Миша рос слишком ответственным и сознательным мальчиком. Тем удивительнее для Лёвы и Шуры было то, что произошло в самом конце августа, когда они наконец вернулись в Россию.
Тогда дома остались только девочки, а Мишу отпустили с ночёвкой к другу — ещё днём отвезли на север Москвы, вручили пакет с угощениями и новый диск с кино, чтоб ребятам было, чем заняться, а родителям — не так накладно терпеть целый дом подростков. Миша не первый раз ночевал у друзей, да и друзей его Лёва и Шура знали, поэтому не переживали. Мирно спали, развалившись по кровати звёздочкой, чтоб хоть немного проветриться — духота стояла даже ночью. Когда зазвонил телефон, Лёва подскочил, попытался нащупать его, но нащупал только Шурино лицо. Приподнялся, нашёл таки телефон — звонил не его, а Шуриковский. Незнакомый номер.

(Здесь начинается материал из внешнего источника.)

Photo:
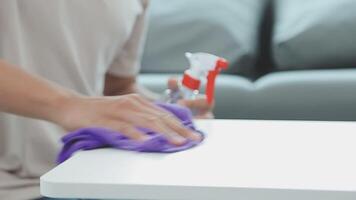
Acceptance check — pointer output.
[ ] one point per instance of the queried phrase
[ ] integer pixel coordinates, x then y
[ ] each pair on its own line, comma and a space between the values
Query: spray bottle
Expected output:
202, 66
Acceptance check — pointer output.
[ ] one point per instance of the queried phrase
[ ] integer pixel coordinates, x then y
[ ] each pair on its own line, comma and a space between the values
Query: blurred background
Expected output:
290, 59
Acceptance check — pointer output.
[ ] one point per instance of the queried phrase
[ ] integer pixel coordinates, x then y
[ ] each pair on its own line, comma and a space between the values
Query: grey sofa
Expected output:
264, 91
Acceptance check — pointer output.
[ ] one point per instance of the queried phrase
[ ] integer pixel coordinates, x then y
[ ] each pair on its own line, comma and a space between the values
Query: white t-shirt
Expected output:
73, 43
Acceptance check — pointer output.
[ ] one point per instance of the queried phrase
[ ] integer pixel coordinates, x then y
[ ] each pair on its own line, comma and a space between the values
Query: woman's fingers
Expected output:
143, 113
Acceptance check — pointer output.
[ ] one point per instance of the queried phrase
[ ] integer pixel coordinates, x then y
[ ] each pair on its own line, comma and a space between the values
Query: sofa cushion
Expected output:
227, 28
314, 34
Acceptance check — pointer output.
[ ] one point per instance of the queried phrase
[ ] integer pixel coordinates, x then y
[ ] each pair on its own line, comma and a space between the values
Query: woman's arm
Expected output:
28, 95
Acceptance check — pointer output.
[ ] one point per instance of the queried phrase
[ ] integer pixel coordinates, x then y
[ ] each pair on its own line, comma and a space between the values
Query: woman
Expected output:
57, 59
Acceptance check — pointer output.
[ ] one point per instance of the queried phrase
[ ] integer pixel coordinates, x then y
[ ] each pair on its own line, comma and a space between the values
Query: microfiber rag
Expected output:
93, 138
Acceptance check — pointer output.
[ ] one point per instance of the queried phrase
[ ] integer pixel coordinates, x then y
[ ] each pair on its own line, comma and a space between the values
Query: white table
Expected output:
240, 159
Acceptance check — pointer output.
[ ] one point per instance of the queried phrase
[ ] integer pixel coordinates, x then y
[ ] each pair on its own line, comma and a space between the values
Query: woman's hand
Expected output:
123, 113
199, 105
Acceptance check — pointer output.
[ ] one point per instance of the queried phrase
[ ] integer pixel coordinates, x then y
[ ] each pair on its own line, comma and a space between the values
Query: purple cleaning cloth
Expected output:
93, 138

— Алло, — сказал Лёва испугано, уже судорожно тормаша мужа за плечо.
— Здравствуйте, Александр Николаевич? — спросила женщина с того конца провода. Шура наконец пришёл в себя и, взяв телефон, ответил:
— Да, говорите.
— Майор Щукина из ОМВД по Ховринскому району вас беспокоит. Михаил Александрович Би Два ваш сын?
— Мой. Что случилось?
— Влезли в заброшенное охраняемое помещение, в Ховринскую больницу. Попытались убежать. Сейчас сидят здесь, целая компания. Распивали спиртные напитки.
— Вот же… — Шура едва сдержался, — поганцы. Сейчас мы приедем, адрес не подскажете? Спасибо, что позвонили. И что нашли их. Простите за беспокойство, мы сейчас приедем его воспитывать.
— Улица Дыбенко, 10а. Приезжайте скорее.
— Что там? — спросил Лёва, уже вывалив из шкафа вещи и натягивая штаны.
— Из ментовки. Сказали, Миша со своими кентами по какой-то больнице лазил. Ночью. Засранцы, а. Я ему сейчас устрою, — пообещал Шура. — Лёвчик, подай трусы, пожалуйста.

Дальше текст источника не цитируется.